On February 11, the Centers for Medicare and Medicaid Services (“CMS”) released the display copy of the Final Rule on the Reporting and Returning of Overpayments (“Final Rule”), which was published in the Federal Register on February 12, 2016. Click here for the link to the Final Rule text. The Final Rule is effective March 14, 2016.
Section 1128J(d) of the Social Security Act provides that an overpayment must be reported and returned by the later of — (i) the date which is 60 days after the date on which the overpayment was identified; or (ii) the date any corresponding cost report is due, if applicable. CMS stated that the Final Rule provides needed clarity and consistency for providers and suppliers on the actions they need to take to comply with requirements for reporting and returning of self-identified overpayments.
Summary of the Major Provisions of the Final Rule
- CMS Clarified the Definition of “Identified”:
The Final Rule states that a person has identified an overpayment when the person has or should have, through the exercise of reasonable diligence, determined that the person has received an overpayment and quantified the amount of the overpayment. CMS provided the following examples of “identification”:
- A provider of services or supplier reviews billing or payment records and learns that it incorrectly coded certain services, resulting in increased reimbursement.
- A provider of services or supplier learns that a patient death occurred prior to the service date on a claim that has been submitted for payment.
- A provider of services or supplier learns that services were provided by an unlicensed or excluded individual on its behalf.
- A provider of services or supplier performs an internal audit and discovers that overpayments exist.
- A provider of services or supplier is informed by a government agency of an audit that discovered a potential overpayment, and the provider or supplier fails to make a reasonable inquiry. (When a government agency informs a provider or supplier of a potential overpayment, the provider or supplier has a duty to accept the finding or make a reasonable inquiry. If the provider’s or supplier’s inquiry verifies the audit results, then it has identified an overpayment and, assuming there is no applicable cost report, has 60 days to report and return the overpayment,. Failure to make a reasonable inquiry, including failure to conduct such inquiry with all deliberate speed after obtaining the information, could result in the provider or supplier knowingly retaining an overpayment because it acted in reckless disregard or deliberate ignorance of whether it received such an overpayment).
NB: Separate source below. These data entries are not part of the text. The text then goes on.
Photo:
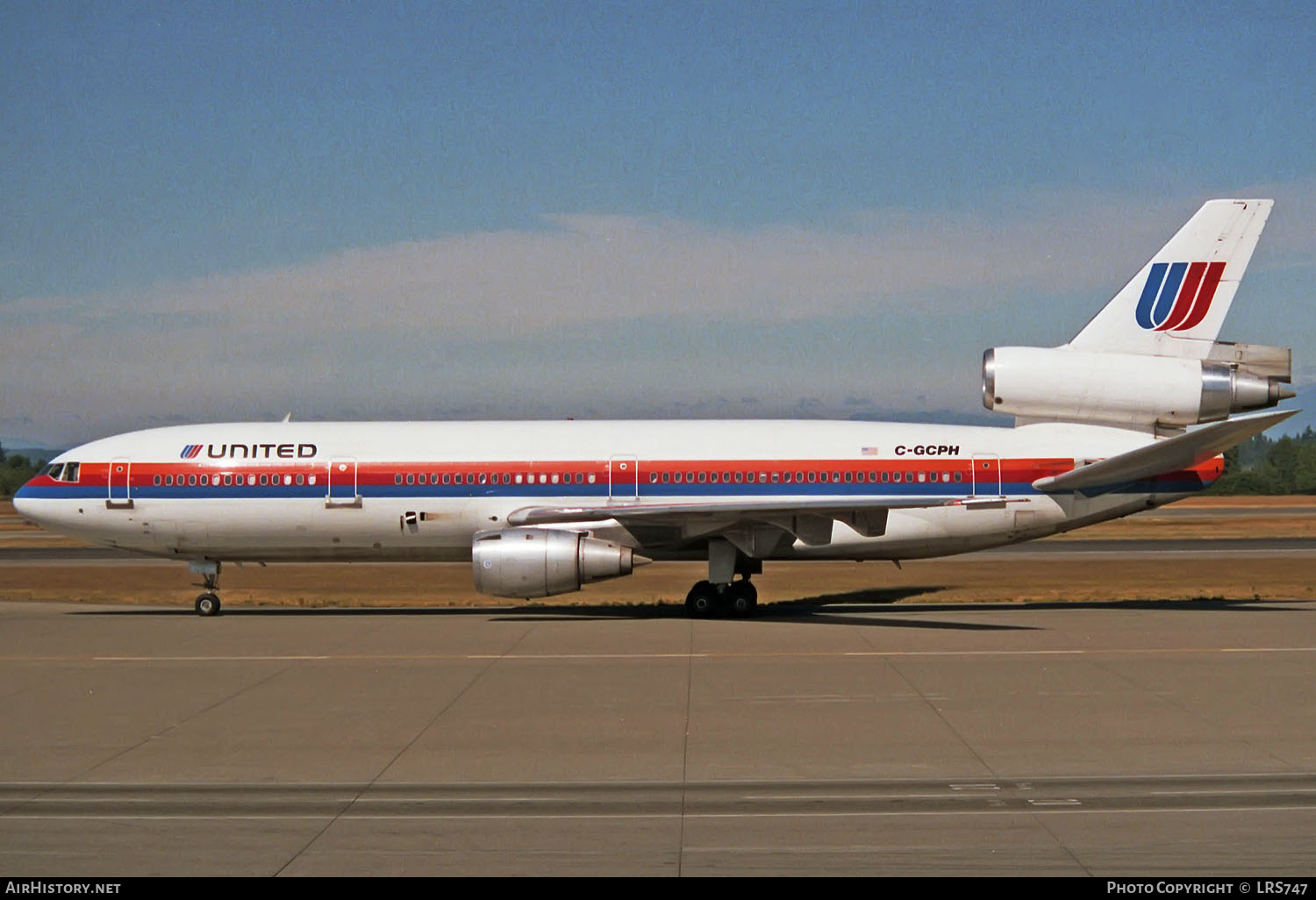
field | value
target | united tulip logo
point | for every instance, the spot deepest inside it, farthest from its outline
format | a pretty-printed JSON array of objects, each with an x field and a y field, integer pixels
[{"x": 1178, "y": 295}]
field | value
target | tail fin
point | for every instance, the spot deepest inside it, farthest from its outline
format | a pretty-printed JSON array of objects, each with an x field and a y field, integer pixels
[{"x": 1176, "y": 305}]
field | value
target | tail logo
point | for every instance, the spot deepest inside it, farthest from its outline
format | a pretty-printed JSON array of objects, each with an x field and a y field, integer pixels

- A provider of services or supplier experiences a significant increase in Medicare revenue and there is no apparent reason – such as a new partner added to a group practice or a new focus on a particular area of medicine – for the increase. However, the provider or supplier fails to make a reasonable inquiry into whether an overpayment exists. (When there is reason to suspect an overpayment, but a provider or supplier fails to make a reasonable inquiry into whether an overpayment exists, it may be found to have acted in reckless disregard or deliberate ignorance of any overpayment.)
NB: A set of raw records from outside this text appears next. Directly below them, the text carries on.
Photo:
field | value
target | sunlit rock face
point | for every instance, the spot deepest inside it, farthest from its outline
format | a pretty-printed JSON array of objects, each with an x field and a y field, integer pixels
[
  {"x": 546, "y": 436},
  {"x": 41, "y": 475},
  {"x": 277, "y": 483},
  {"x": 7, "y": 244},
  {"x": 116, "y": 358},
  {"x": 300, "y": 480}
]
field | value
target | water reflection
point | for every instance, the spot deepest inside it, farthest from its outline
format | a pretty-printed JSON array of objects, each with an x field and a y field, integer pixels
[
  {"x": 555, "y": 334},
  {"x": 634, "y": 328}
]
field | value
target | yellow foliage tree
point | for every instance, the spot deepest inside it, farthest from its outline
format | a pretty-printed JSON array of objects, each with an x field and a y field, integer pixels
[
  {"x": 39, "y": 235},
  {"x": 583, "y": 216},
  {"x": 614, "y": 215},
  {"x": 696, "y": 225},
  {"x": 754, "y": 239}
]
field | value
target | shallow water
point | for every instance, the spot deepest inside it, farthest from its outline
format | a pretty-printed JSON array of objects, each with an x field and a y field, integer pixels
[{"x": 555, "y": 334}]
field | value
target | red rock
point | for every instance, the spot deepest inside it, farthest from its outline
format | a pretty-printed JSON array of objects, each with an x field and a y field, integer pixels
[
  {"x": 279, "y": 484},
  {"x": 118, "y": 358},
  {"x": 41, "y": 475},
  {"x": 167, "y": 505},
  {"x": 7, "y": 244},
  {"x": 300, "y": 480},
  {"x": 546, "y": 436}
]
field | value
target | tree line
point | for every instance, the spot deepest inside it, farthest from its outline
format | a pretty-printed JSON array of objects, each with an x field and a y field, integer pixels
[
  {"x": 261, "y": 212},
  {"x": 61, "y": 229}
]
2. CMS Clarified the Meaning of “Quantified”:
- CMS clarified that when a person obtains credible information concerning a potential overpayment, the person needs to undertake reasonable diligence to determine whether an overpayment has been received and to quantify the amount. The 60-day time period begins when either: 1) the reasonable diligence is completed; or 2) on the day the person received credible information of a potential overpayment if the person failed to conduct reasonable diligence and the person in fact received an overpayment.
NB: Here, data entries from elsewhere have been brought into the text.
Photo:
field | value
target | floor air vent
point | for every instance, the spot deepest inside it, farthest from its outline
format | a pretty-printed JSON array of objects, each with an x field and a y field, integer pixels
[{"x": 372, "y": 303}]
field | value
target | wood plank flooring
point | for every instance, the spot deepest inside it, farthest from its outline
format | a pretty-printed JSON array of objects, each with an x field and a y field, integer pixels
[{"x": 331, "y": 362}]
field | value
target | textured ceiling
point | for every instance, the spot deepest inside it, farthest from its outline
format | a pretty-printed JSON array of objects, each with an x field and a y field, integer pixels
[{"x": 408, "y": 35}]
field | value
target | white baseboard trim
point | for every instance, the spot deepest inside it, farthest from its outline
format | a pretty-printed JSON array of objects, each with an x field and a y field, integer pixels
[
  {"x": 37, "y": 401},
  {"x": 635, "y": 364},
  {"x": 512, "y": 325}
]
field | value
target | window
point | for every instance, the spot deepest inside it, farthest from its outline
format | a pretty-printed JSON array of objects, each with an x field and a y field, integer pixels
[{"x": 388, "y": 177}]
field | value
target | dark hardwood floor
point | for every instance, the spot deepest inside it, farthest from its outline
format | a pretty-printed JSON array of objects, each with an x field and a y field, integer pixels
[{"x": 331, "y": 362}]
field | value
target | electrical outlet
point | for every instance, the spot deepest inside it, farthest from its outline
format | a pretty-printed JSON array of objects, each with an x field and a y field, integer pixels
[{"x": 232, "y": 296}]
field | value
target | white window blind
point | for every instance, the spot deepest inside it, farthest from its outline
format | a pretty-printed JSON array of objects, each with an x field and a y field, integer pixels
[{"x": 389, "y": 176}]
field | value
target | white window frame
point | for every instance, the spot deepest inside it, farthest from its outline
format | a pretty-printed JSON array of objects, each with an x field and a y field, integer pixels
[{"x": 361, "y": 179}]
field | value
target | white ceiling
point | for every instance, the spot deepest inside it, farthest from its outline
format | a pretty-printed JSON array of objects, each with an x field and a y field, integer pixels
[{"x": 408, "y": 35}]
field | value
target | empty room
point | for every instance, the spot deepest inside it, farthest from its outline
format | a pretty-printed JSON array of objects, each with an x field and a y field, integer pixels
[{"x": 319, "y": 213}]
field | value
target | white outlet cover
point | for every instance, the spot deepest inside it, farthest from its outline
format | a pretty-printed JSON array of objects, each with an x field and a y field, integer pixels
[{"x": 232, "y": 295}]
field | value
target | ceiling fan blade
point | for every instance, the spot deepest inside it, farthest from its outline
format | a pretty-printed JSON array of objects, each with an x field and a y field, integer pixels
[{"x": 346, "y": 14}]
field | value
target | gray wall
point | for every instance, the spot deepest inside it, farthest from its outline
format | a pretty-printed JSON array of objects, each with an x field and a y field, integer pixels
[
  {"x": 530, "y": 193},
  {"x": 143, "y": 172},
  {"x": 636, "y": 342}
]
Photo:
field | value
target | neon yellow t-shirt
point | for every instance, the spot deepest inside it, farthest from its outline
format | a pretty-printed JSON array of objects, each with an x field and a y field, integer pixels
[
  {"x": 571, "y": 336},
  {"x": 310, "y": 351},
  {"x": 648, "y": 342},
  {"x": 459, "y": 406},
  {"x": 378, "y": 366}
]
- CMS recognized that quantifying the amount, which includes any auditing work necessary to calculate the overpayment amount, must happen before the overpayment can be reported and returned.
- CMS further clarified that the quantification of the amount of the overpayment may be determined using statistical sampling, extrapolation methodologies, and other methodologies as appropriate.
3. CMS Provided the Following Guidance on What Constitutes “Reasonable Diligence”
- “Reasonable diligence” includes both proactive compliance activities conducted in good faith by qualified individuals to monitor for the receipt of overpayments, and reactive compliance activities, including investigations conducted in good faith and in a timely manner by qualified individuals in response to obtaining credible information of a potential overpayment.
- CMS stated that reasonable diligence is demonstrated through the timely, good faith investigation of credible information, which is at most 6 months from receipt of the credible information, except in extraordinary circumstances. CMS further stated that a total of 8 months (6 months for timely investigation and 2 months for reporting and returning) is a reasonable amount of time, absent extraordinary circumstances affecting the provider, supplier, or their community. Extraordinary circumstances may include unusually complex investigations that the provider or supplier reasonably anticipates will require more than six months to investigate, such as physician self-referral law violations that are referred to the CMS Voluntary Self-Referral Disclosure Protocol.
4. Lookback Period
- The Final Rule states that overpayments must be reported and returned only if a person identifies the overpayment within 6 years of the date the overpayment was received. CMS stated that creating this limitation for how far back a provider or supplier must look when identifying an overpayment is necessary in order to avoid imposing unreasonable additional burden or cost on providers and suppliers.
5. How to Report and Return Overpayments
- The Final Rule states that providers and suppliers must use an applicable claims adjustment, credit balance, self-reported refund, or another appropriate process to satisfy the obligation to report and return overpayments.